Pero más allá de los deseos expresados con el tono pomposo de las grandes ocasiones, el texto funciona como una doble llamada de atención. Una: la Unión no puede permitirse el lujo de ir tirando sin más, como ha hecho últimamente; el texto constata que Europa avanzará “a distintos ritmos cuando sea necesario”, pese a que esa apelación a las geometrías variables, las distintas velocidades, los círculos concéntricos o como quiera llamarse al método de gobierno que impulsan Alemania y Francia ha levantado una pequeña polvareda. Y dos: Europa sabe que está perdiendo a la gente. “Somos conscientes de las preocupaciones de los ciudadanos”, dice la declaración; el presidente de la Eurocámara, Antonio Tajani, habló a las claras de “desapego”.
Miles de europeos salieron a la calle en Roma para demostrarlo en varias marchas que se toparon con un formidable dispositivo policial, que aun así no permitió acallar un secreto a voces: Europa tiene fervorosos seguidores —visibles incluso en Londres—, pero ya jamás será una idea sin detractores. Las encuestas apuntan por ahí desde hace años. La crisis ha destapado el eurodesencanto. Hasta el Papa dice que la UE “corre el riesgo de morir”.
Creación de empleo
Los líderes respondieron con un aparato declarativo abrumador. “Europa no son eslóganes, reglas y procedimientos: garantiza la libertad, la dignidad, la democracia”, dijo Donald Tusk, presidente del Consejo. “Nos hemos frenado”, criticó el anfitrión, el italiano Paolo Gentiloni, “corremos el riesgo de perder a la gente”. Gentiloni y el jefe de la Comisión, Jean-Claude Juncker, dejaron las mayores cargas de profundidad al alertar contra las renovadas “tensiones nacionalistas”. Juncker pidió a los franceses que se lo piensen dos veces antes de votar a Le Pen.
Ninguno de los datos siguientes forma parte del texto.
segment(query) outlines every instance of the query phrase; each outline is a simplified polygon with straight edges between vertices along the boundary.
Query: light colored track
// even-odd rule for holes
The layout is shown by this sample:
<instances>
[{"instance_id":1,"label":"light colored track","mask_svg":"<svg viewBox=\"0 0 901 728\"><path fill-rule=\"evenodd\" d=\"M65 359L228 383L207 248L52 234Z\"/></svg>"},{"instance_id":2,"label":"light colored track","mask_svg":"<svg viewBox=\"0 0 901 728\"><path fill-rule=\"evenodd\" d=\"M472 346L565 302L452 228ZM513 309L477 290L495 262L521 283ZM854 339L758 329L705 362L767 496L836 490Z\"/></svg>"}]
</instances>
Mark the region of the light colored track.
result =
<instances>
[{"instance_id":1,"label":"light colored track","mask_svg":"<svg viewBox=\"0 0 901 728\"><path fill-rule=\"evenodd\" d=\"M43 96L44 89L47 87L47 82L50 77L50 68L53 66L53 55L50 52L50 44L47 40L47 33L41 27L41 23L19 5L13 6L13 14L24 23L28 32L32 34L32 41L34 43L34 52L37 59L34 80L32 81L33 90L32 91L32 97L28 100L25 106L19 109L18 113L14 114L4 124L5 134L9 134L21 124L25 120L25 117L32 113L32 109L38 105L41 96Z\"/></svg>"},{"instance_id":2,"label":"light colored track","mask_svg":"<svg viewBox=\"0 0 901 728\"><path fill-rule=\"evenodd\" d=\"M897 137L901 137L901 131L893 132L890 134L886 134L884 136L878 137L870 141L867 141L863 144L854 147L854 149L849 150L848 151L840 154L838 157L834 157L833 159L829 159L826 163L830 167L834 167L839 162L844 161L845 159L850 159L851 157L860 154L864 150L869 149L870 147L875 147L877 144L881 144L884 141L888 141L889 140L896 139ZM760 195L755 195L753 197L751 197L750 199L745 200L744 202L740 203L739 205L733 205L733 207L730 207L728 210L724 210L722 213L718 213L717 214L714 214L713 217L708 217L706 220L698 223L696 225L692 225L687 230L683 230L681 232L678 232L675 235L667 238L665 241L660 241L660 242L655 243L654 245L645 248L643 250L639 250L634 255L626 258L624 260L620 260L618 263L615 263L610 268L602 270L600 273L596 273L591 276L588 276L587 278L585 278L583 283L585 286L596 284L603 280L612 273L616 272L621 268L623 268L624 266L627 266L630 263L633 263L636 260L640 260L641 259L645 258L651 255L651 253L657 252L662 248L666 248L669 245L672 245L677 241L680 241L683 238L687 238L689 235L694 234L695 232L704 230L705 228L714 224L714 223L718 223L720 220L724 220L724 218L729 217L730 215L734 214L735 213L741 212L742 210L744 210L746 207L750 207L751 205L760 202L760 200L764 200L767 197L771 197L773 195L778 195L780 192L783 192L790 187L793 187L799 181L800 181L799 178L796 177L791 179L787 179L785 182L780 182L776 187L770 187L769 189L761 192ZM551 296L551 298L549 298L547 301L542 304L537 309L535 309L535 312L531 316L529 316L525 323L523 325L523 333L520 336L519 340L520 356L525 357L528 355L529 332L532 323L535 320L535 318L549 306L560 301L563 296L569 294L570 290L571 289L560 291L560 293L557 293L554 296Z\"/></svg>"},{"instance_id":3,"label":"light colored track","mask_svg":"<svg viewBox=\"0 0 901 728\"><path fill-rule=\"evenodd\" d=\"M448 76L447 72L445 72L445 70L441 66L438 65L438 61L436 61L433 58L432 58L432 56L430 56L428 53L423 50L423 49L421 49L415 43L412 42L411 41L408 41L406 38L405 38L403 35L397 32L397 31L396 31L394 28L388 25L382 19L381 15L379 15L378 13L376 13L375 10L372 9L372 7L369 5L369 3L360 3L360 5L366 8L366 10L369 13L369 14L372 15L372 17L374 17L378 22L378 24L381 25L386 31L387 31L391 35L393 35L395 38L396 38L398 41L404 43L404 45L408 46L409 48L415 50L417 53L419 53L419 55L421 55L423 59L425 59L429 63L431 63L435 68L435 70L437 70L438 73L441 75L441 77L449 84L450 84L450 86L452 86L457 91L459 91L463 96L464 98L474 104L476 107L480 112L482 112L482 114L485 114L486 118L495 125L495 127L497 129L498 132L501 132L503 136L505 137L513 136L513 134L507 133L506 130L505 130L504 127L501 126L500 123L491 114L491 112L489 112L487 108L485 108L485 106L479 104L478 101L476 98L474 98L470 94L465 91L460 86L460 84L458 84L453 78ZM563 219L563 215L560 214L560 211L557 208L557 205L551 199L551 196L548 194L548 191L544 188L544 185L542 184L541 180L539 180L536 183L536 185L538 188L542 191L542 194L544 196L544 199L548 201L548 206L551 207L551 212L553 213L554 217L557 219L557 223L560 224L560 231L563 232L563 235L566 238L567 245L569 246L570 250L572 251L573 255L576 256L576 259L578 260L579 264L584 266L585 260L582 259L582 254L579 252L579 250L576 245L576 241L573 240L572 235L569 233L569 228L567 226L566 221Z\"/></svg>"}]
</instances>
Y François Hollande dejó un recado para Londres: “Pagará las consecuencias del Brexit”.
La nómina es espectacular —Tusk, Juncker, Tajani, Gentiloni, Hollande, y tutti quanti—, pero nunca hay que olvidarse de quien manda de veras. La canciller Angela Merkel adoptó un desacostumbrado perfil bajo y apenas hizo una referencia a la mil y una veces mencionada “unidad”, para después dejar 10 palabras que lo dicen todo: “En el futuro, tendremos que ocuparnos del empleo”. El paro está por debajo del 5% en Alemania, pero roza el 10% en toda Europa, con picos en torno al 20% en Grecia y España, con un desempleo juvenil que supera el 40% en algunas regiones. Muy lejos de ese “en el futuro”, manifestantes como Aimée rugieron en las calles durante horas: difícilmente entienden que Europa deje ese problema para más adelante, como dice Merkel, cuyo país está viviendo una crisis estupenda. Aunque esa es otra historia.